リッジスカイウォーカー

PLAN 75のリッジスカイウォーカーのレビュー・感想・評価

PLAN 75(2022年製作の映画)
4.0
高齢化社会と安楽死に向き合ったお話。
あながちフィクションで片付けられないリアルがある。

だんだんと外堀が埋められ、そもそも生きることが難しくなっていき、誰も助けてくれず、だったら生きててもしょうがないかな?と思わせ、安楽死に誘導させていく。

PLAN75に携わる業務は運用フローが構築され、ベルトコンベアに乗るように淡々とこなしていく。


流されたら逆方向に向かうのは難しい激流のように、抗っても戻れない。


システムは作られたら壊すのが難しい。
そういった事実が出来上がる前に対処をしなければいけないのだが…いろんなものを先送りにして、何も打つ手を打たなかった場合の待っている未来がココにあった。
正直、もう片足突っ込んでる感じはする。


生活の苦しい外国人に死体処理の仕事をやらせるという、いかにも考えだされそうな体制。
国民感情と政治的成果だけしか考えていない。


核家族化が進み、周囲の人たちとの繋がりも希薄な現代。
人間の関係性は一朝一夕に作るのは難しく、また関係性を作ることによって生じてしまう軋轢への不安もあり、じゃあこの物語のようにならないようにすればいいじゃん!!とは簡単には言えず変えていくことも難しい。


こんなことはあり得ないと目を逸らすか。
こんなことが起きる世の中を覚悟しておくか。

僕らができることはただそれくらいで、静かに訪れるディストピアを受け入れた上でどう生きるか?くらいしかないかな。

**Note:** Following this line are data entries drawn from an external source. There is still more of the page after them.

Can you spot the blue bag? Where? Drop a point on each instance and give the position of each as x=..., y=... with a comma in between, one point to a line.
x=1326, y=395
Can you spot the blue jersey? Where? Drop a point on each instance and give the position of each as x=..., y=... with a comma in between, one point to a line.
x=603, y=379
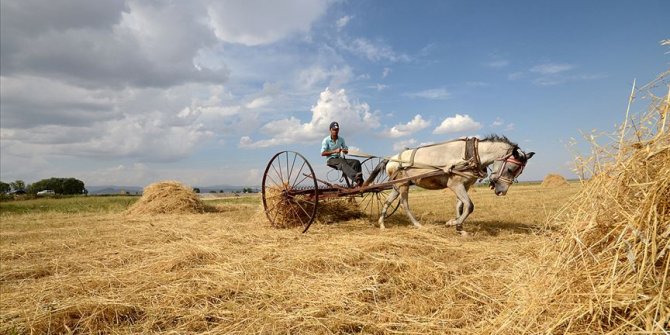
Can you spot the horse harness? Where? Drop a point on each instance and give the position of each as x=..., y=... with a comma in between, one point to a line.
x=469, y=167
x=509, y=158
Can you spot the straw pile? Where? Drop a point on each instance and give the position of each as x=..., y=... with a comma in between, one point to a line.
x=167, y=197
x=554, y=180
x=609, y=270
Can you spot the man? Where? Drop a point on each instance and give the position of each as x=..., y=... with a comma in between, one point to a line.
x=332, y=147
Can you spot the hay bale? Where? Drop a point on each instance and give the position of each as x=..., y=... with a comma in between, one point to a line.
x=167, y=197
x=609, y=270
x=554, y=180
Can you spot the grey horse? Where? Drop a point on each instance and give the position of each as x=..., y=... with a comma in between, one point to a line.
x=463, y=161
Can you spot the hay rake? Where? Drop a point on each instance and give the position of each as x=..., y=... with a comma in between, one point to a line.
x=291, y=191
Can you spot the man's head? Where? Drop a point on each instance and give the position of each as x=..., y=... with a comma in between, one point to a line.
x=334, y=129
x=334, y=125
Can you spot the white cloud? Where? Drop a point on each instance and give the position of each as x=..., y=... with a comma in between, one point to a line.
x=343, y=21
x=431, y=94
x=318, y=76
x=400, y=130
x=477, y=84
x=256, y=22
x=550, y=68
x=331, y=106
x=402, y=145
x=379, y=87
x=457, y=123
x=499, y=63
x=372, y=51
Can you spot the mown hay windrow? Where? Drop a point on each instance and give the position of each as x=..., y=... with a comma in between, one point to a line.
x=609, y=271
x=554, y=180
x=167, y=197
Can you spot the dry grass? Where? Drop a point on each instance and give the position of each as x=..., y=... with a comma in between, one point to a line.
x=167, y=197
x=608, y=272
x=540, y=260
x=231, y=272
x=554, y=180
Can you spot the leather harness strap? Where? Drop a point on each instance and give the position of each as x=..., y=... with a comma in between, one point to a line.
x=471, y=165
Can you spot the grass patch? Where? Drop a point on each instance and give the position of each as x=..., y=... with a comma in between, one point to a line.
x=76, y=204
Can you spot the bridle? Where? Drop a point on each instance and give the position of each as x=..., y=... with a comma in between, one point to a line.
x=509, y=158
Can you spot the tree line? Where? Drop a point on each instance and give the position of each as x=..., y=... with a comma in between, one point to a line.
x=65, y=186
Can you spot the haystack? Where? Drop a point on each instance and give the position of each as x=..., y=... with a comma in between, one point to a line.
x=609, y=272
x=167, y=197
x=554, y=180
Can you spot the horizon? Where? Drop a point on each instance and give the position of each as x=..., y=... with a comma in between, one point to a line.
x=206, y=92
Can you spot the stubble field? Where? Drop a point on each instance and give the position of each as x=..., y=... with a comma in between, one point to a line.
x=82, y=265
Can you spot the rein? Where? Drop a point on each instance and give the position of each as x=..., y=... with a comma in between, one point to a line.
x=509, y=158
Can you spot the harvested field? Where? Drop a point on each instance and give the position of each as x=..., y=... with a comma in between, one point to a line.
x=589, y=258
x=230, y=272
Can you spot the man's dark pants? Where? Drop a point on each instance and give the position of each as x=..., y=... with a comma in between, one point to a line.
x=350, y=167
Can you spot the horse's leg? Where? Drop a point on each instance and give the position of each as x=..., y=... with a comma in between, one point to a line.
x=404, y=194
x=394, y=194
x=464, y=206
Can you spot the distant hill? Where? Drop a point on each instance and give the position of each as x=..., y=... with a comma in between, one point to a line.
x=113, y=189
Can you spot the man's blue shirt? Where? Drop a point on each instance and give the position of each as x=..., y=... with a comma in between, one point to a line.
x=329, y=145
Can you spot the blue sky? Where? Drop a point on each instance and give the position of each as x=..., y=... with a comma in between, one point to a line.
x=205, y=92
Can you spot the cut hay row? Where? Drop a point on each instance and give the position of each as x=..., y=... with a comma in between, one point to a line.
x=554, y=180
x=167, y=197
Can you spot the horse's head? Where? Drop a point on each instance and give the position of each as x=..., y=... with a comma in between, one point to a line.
x=507, y=168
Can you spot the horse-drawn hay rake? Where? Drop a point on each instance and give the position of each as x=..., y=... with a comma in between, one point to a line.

。




いやいやいや。
ディストピアを受け入れたら、それで終わり。


健康に生きてるうちは便利な世の中だけど、最期を迎えるに至っては、孤独で無力で誰も助けてくれなくなる世界ということがわかっているなら、それを回避するための行動はできる。


このお話を反面教師に、自分ができることは限られているが、せめて孤独死にはならないようにしたい。


ふと思ったが、息子に子どもが生まれなければ、息子は孤独死するな。。


それで…いいんだろうか。
そろそろそういうこともタイミングを見て伝えたい。


人間70越えたらいつ死んでもおかしくないと思っている。

人生100年時代とか言っているが、誰にも訪れることではないし、その年齢を迎えた時にポジティブオーラなんて微塵もないはず。

この宣伝文句は本当に好きではないし、ミスリードを促しているようにしか思えない。